丸太から木を切るのに最も効率のよい比率を、自然に使っているのです。


また、短歌や俳句、連歌など、5,7,5などの素数を多用した文化を発展させているのは、

素数は自立した美しさを持つと理解していたからかもしれないようです。

 かつて小学校ではじめて数字を習った頃に、1,2,3,4,5,6,7,8,9、の持つ数字には、

それぞれに個性がある、と思っていました。2,4,6,8は、女性的で柔らかい雰囲気を持ち、

1,3,5,7,9、などは、男性的でかっこいいと思っていました。

とくに、私の場合は5と7が特別のお気に入り、3もわりと好きな数字だと思っていました。

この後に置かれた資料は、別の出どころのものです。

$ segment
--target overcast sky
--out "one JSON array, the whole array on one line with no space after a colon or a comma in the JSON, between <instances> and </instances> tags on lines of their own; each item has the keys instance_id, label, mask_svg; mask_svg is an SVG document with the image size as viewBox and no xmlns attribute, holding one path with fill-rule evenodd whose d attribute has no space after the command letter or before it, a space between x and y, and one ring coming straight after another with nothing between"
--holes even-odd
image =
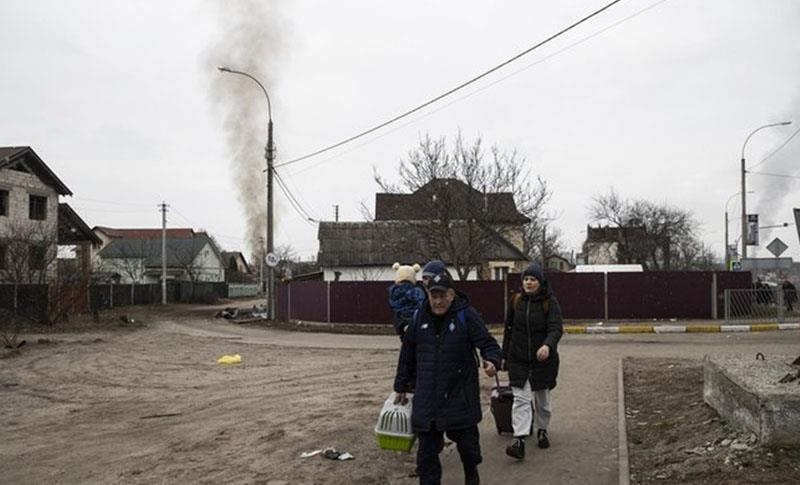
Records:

1という数字は一応男の子だけれども、男女どちらにも自由になれて、

別格の品性を持っているように感じ、9は、男性だけれどとにかく大きいので近寄りがたい感じがして、

あまり親近感はわきません。

計算問題で、2、とか4が出ると、この問題の答えは女の子だなと思ってみたり、

5や7がでると、この問題はラッキー問題だ!などと、一人で感じながら解いていたのですが、

大人になってからは、自分はなんとバカげたイメージを持っていたのだろう、と恥ずかしく思っていました。

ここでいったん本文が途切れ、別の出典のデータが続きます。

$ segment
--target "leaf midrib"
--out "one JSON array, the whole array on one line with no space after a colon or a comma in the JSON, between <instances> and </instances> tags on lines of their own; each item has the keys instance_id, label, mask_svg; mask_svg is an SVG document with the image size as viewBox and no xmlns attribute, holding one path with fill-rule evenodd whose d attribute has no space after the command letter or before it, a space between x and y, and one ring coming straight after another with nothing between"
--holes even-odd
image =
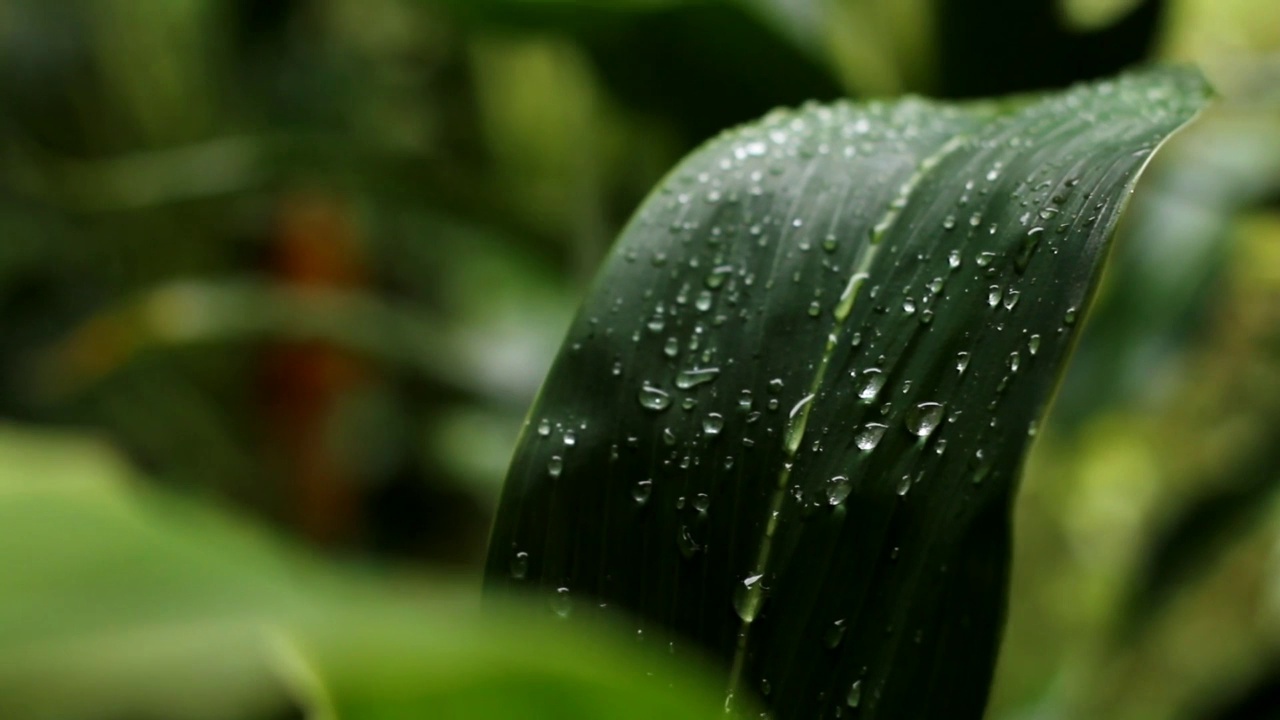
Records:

しかし、この本には、「数には個性がある」とはっきりと書かれてあり、

奇数は陽、偶数は陰、と考えられ、

とくに日本人は3,5,7を大切にしていた、と書かれていました。

これを読んでとてもうれしく感じました。


子どもの頃に、何の予備知識もなく、男の子、女の子、と数字をわけていたり、

お気に入りの数字があったりしたのは、

私の中にも脈々と日本人としてのDNAが受け継がれていたからか(?)、と考えたりもしました。

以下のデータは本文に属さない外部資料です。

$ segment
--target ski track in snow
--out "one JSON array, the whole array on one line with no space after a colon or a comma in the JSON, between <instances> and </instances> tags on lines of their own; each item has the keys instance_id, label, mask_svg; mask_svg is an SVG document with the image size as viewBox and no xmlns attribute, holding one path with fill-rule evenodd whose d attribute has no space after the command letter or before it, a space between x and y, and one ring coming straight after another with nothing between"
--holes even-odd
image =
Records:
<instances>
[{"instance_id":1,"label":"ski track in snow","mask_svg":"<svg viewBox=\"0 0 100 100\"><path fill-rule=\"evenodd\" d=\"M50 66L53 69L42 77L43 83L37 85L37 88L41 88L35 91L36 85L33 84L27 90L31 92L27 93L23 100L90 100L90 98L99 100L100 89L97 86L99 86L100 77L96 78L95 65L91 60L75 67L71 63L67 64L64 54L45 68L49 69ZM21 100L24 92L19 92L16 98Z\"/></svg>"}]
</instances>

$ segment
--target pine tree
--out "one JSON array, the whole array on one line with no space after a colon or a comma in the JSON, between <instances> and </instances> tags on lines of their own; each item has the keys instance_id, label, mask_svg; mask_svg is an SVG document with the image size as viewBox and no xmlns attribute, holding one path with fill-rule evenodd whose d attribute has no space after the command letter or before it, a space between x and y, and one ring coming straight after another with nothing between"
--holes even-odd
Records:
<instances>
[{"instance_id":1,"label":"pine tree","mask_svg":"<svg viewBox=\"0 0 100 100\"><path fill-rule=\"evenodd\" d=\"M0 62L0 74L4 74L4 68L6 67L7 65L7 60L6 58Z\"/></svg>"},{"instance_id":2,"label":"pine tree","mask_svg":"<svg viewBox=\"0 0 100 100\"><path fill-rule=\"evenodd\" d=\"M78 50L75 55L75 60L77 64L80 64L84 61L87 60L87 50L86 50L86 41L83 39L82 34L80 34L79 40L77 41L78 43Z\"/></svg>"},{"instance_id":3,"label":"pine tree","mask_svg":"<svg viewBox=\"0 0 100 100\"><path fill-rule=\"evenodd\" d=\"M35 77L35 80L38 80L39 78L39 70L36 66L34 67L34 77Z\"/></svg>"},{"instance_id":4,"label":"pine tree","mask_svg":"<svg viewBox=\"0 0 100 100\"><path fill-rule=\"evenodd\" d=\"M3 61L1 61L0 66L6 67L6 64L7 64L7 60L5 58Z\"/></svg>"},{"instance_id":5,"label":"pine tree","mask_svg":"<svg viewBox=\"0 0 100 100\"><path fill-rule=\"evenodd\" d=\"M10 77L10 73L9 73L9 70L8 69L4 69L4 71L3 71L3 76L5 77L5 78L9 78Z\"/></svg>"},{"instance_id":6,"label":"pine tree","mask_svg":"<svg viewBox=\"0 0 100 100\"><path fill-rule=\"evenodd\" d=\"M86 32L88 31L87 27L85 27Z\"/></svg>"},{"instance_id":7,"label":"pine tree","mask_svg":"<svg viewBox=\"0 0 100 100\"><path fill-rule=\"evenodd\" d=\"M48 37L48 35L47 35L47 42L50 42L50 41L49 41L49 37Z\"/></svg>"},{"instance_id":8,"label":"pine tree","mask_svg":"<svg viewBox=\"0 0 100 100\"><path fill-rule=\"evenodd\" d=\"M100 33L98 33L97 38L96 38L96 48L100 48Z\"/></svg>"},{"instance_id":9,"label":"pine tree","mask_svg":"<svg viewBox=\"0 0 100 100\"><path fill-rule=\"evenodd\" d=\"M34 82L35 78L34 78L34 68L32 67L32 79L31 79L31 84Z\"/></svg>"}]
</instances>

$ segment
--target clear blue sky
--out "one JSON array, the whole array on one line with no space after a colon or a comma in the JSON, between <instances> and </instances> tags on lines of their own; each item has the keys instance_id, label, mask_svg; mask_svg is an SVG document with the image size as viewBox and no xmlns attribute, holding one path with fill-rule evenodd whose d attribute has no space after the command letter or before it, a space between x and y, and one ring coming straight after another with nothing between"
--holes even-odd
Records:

 この本は、読むと数学の面白さを再確認でき、また日本人の良さも再確認できる本だと思いました。

著者の桜井氏は、数は無限にある と考えるよりも、

無限にある数をつくっているのは素数だ と考えたほうが面白い、

と書いていましたが、たしかにそのほうが、なんだか面白いように思います。

人間も、多くの人の個性が重なりあって、

60億の人が世界を形づくっているとも言えますが、

実際に世の中をつくり、動かしているのは、素数のように力のある一握りの人たちです。
(現在のそれが良いかどうかは、別として・・・)

素数のように、自主、自立でき、それだけで完全体でムダのない、落ち着きを持った人が、

世の中をリードしていったら、きっと良い世界づくりができるように思います。


いつか自分が死んだときに、その人生を数でたとえられることがあるならば、

ひとつの数字で独立することができる素数のような人間になりたい、と感じました。

数学の好きな方も、嫌いな方も、ぜひ手にとってお読みください。